Mr. Kushagr Ansal, Director, Ansal Housing, says, There is no rate cut in the latest monetary
policy by RBI, unlike the last two policies. A parallel cut in repo rate and CRR would have
brought a win-win situation for the banks. They would have the interest rates reduced and could

keep back additional funds. This would have increased their borrowing and lending capacity as
well thereby creating a wave of positive sentiments in the market.
Mr.

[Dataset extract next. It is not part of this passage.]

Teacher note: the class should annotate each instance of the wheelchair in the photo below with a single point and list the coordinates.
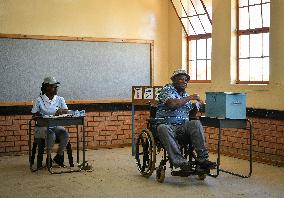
(148, 146)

Rupesh Gupta, Director, JM Housing says, As our economy is developing it is very
important that RBI brings down the rates so that the banks may carry out their activities
smoothly. The reduction in rates would ultimately be advantageous to the customers for the
reason that if banks have reduced rates, the same will apply to the end-borrowers too and real
estate market will have a pool of demand to deal with.
Mr. Deepak Kapoor, Director, Gulshan Homz said, A fall in rates was very much expected
from the apex body. Reduction in rates was much needed so as to help the customers decrease
burden on them. With inflation and fiscal deficit coming under control, a cut in key rate would
have helped the real estate sector greatly as customers would have got a good reason to invest
here with lesser pressure on their pockets.
Mr. Mahipal Singh Raghav, CMD, MMR Group says, Decrease in previous rates by RBI
brought a ray of hope for further reduction in rates this time too. However, the rates are
unchanged. Reduction in rates might have conveyed relief to banks along with general masses.
However, we hope to get these rates reduced by RBI in their next monetary policy so that market
gets back on track and people can invest with lowered EMIs.
Mr. Rajesh Goyal, MD, RG Group said, Cut in the policy rates is need of the hour and was
highly anticipated. The cut in CRR would have increased the lending capacity of banks,
ultimately reducing the weight on publics pocket. The reduction could have brought about many
positive changes and would have acted as a catalyst in our economys growth.
Mr. Naveen Goel, MD, Radhey Krishna Group said, The monetary policy of RBI should be
practical, it is not only the bank which is affected by the policy but ultimately it affects the end
borrowers. We expect a further reduction in the repo rate and especially in CRR in the next
monetary policy by RBI so that the banks can have a better lending capacity.